Washington – As state legislatures return they are introducing a range of privacy measures, building on previous efforts during the 2021-2022 biennium. During that period, more than 80 bills were introduced in over 30 states ranging from comprehensive consumer data privacy packages to proposals more narrowly focused on biometric or health data.
The Computer & Communications Industry Association released its summary of the previous legislative session and predictions for the year ahead for state privacy legislation. 2023 marks an important landmark as five state laws – Colorado, Connecticut, Utah, and Virginia, and revisions to California Privacy Protection Act – become effective. Virginia and Connecticut may further amend their recently enacted privacy laws, while many other states are poised to follow suit and enact their own legislative proposals.
CCIA has advocated for comprehensive federal privacy legislation and supported baseline privacy measures for 25 years.

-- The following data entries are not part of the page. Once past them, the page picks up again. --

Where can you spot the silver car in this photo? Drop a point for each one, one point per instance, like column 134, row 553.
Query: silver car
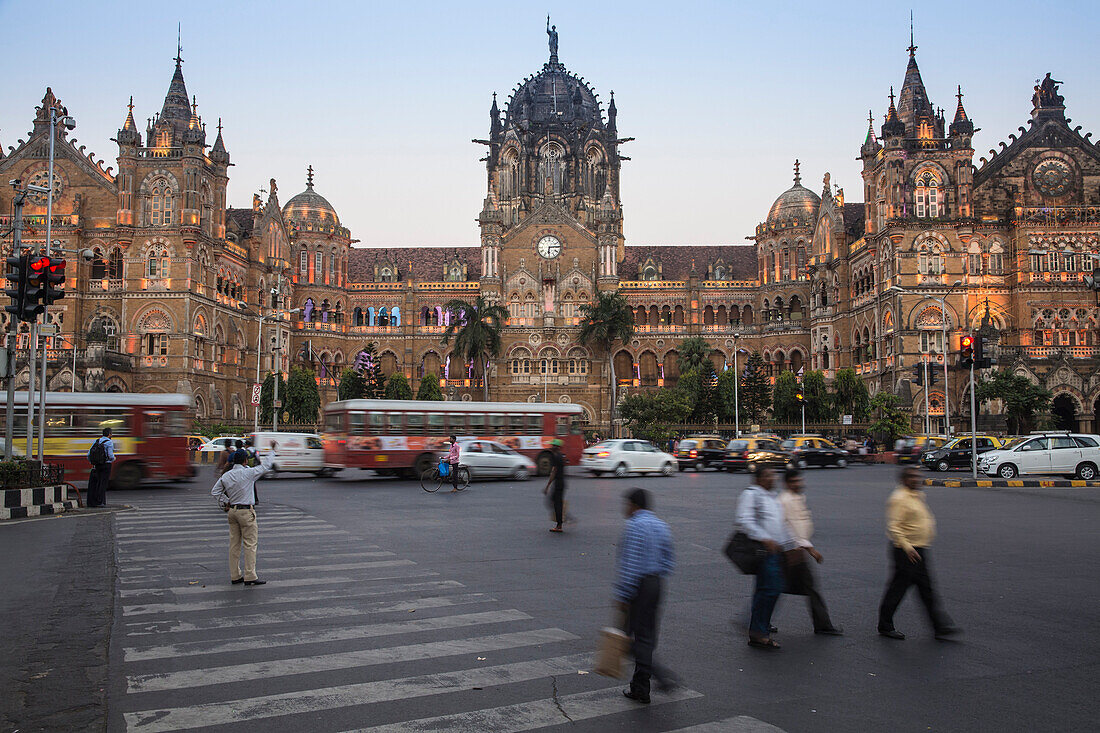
column 488, row 459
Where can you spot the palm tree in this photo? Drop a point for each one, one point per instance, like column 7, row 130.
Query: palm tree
column 603, row 323
column 476, row 328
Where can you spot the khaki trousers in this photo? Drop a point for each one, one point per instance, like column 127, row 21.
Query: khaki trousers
column 242, row 531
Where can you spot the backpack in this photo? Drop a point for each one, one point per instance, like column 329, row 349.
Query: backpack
column 98, row 452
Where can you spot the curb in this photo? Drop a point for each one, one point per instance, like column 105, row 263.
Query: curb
column 1014, row 483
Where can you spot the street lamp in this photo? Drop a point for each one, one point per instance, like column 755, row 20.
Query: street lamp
column 943, row 313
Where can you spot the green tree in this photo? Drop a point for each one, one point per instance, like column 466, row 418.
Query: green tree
column 397, row 387
column 352, row 385
column 849, row 395
column 476, row 328
column 1023, row 401
column 818, row 402
column 429, row 387
column 755, row 393
column 784, row 405
column 892, row 422
column 655, row 415
column 267, row 393
column 609, row 318
column 303, row 401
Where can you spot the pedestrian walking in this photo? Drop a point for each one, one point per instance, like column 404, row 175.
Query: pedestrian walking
column 911, row 527
column 800, row 576
column 235, row 493
column 101, row 457
column 645, row 557
column 556, row 484
column 760, row 516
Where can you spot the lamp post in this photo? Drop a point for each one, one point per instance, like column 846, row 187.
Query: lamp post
column 942, row 299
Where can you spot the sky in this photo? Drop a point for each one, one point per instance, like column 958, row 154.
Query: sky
column 383, row 98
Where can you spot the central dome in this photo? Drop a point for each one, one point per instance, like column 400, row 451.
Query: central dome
column 554, row 95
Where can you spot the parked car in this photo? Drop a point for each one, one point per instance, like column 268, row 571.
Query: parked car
column 754, row 451
column 956, row 453
column 1048, row 452
column 488, row 458
column 910, row 448
column 809, row 450
column 627, row 456
column 294, row 452
column 701, row 451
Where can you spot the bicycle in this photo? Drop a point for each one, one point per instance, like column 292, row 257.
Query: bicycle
column 431, row 479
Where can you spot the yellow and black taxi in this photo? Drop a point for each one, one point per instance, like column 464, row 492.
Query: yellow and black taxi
column 701, row 451
column 956, row 453
column 809, row 450
column 752, row 451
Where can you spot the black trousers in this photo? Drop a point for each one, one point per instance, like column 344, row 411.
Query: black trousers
column 97, row 484
column 905, row 573
column 641, row 625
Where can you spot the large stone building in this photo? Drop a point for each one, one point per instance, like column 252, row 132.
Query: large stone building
column 172, row 302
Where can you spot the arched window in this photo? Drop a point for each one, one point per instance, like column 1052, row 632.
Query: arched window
column 927, row 196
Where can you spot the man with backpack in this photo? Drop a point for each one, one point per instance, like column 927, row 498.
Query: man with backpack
column 101, row 456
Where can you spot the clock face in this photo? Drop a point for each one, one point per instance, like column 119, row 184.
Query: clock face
column 549, row 247
column 1053, row 177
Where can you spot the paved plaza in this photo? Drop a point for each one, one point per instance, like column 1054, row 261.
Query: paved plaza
column 388, row 609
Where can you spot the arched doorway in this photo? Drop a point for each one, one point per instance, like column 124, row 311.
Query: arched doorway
column 1064, row 412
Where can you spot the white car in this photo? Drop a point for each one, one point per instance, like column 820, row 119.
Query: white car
column 488, row 458
column 1048, row 452
column 628, row 456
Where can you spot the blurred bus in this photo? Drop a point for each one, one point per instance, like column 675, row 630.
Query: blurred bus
column 150, row 434
column 404, row 437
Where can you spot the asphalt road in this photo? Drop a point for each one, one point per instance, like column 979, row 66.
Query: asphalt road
column 388, row 609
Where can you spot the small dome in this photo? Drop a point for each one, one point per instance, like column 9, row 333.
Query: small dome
column 310, row 207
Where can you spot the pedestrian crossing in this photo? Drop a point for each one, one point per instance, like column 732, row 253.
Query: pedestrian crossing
column 345, row 636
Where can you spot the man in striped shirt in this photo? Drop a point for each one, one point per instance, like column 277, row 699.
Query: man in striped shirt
column 645, row 556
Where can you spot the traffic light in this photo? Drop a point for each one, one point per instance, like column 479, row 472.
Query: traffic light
column 966, row 351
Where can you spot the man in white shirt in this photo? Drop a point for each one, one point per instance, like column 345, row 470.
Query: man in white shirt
column 800, row 578
column 237, row 493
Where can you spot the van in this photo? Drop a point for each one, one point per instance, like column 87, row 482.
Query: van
column 295, row 451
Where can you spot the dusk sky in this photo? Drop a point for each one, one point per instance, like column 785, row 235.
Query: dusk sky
column 383, row 99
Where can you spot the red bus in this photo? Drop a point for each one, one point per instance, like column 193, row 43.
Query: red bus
column 406, row 436
column 150, row 434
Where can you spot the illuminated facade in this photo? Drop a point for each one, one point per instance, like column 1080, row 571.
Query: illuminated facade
column 160, row 308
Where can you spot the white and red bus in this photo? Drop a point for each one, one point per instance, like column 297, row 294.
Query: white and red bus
column 150, row 434
column 406, row 436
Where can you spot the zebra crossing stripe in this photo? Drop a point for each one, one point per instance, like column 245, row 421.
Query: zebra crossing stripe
column 250, row 601
column 142, row 627
column 330, row 698
column 321, row 636
column 532, row 715
column 232, row 674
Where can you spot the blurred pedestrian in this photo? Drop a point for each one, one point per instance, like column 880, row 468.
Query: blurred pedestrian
column 911, row 528
column 760, row 516
column 800, row 577
column 645, row 556
column 556, row 484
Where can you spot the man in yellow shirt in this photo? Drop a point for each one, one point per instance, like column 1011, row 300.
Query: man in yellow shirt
column 911, row 528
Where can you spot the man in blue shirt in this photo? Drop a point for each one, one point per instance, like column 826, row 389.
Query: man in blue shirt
column 645, row 556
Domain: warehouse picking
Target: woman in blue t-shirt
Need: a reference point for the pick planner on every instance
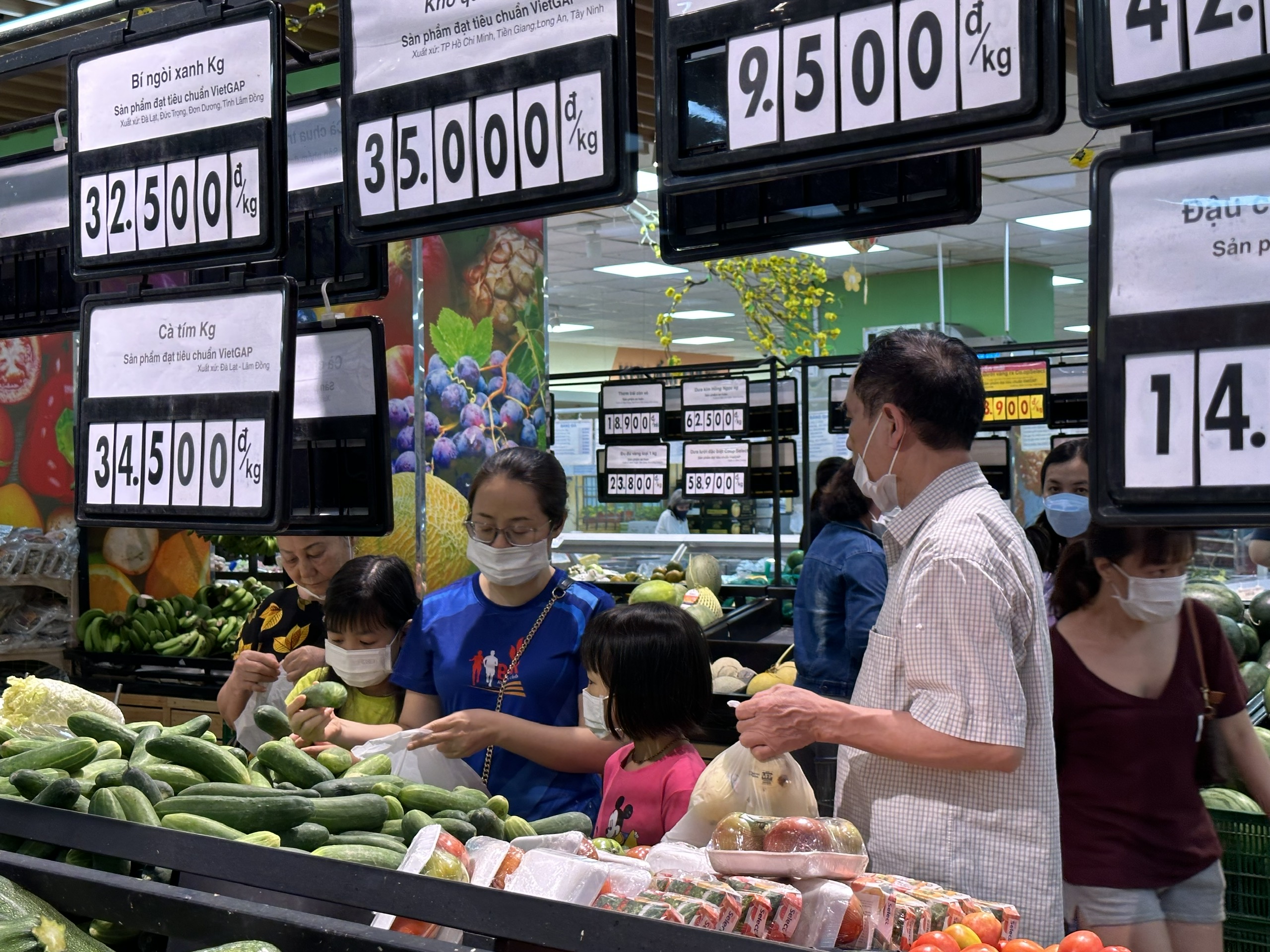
(473, 639)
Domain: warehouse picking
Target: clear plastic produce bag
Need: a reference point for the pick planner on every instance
(738, 782)
(423, 765)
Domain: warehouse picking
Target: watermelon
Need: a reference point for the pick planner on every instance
(1255, 676)
(1217, 597)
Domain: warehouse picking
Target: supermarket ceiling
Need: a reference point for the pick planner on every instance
(597, 313)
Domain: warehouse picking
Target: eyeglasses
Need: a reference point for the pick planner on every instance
(515, 536)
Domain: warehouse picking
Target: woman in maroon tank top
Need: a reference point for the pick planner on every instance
(1141, 858)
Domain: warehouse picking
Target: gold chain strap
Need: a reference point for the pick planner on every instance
(557, 595)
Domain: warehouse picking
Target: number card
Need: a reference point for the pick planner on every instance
(715, 407)
(633, 474)
(475, 117)
(178, 153)
(632, 413)
(715, 470)
(186, 395)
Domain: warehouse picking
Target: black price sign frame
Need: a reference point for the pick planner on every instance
(1176, 366)
(719, 477)
(717, 416)
(190, 164)
(638, 423)
(37, 291)
(647, 484)
(263, 416)
(1159, 35)
(613, 58)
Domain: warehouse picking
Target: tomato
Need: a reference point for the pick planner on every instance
(1082, 941)
(19, 368)
(940, 940)
(986, 926)
(45, 464)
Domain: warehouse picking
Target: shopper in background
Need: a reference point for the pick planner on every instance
(649, 780)
(948, 758)
(1132, 663)
(838, 595)
(369, 606)
(815, 520)
(286, 634)
(675, 520)
(511, 630)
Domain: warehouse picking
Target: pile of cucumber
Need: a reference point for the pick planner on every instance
(183, 780)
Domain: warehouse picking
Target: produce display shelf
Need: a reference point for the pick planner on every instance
(484, 912)
(193, 919)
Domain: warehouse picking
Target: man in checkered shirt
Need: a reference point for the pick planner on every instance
(948, 747)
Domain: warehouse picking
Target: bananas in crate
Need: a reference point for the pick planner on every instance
(180, 626)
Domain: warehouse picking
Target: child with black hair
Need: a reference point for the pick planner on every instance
(648, 682)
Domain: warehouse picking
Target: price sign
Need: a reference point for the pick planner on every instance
(755, 93)
(178, 148)
(185, 408)
(461, 116)
(715, 470)
(715, 407)
(1151, 59)
(1182, 385)
(1015, 393)
(341, 474)
(631, 413)
(633, 474)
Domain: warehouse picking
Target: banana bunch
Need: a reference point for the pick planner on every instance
(180, 626)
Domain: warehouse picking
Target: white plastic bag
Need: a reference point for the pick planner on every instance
(737, 782)
(423, 765)
(276, 696)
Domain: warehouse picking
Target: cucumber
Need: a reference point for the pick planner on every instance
(361, 812)
(325, 694)
(293, 765)
(361, 838)
(214, 762)
(378, 765)
(412, 823)
(307, 837)
(272, 721)
(336, 760)
(564, 823)
(368, 856)
(88, 724)
(64, 754)
(189, 823)
(244, 814)
(148, 785)
(175, 776)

The following can be attributed to CCIA State Policy Director Khara Boender:
“While we understand the urge for state legislators to address data privacy concerns, Congress should enact baseline privacy legislation to provide consumers with consistent data protections and companies with uniform compliance standards and better legal certainty. Patchwork privacy protections are especially difficult for smaller businesses that may have smaller legal compliance teams and may struggle to comply with variable local and state regulations. We are monitoring and engaging in state efforts to ensure that the good intentions of legislation are not undermined by unintended consequences, such as creating subjective compliance standards or requirements for companies to gather more data, particularly for children.”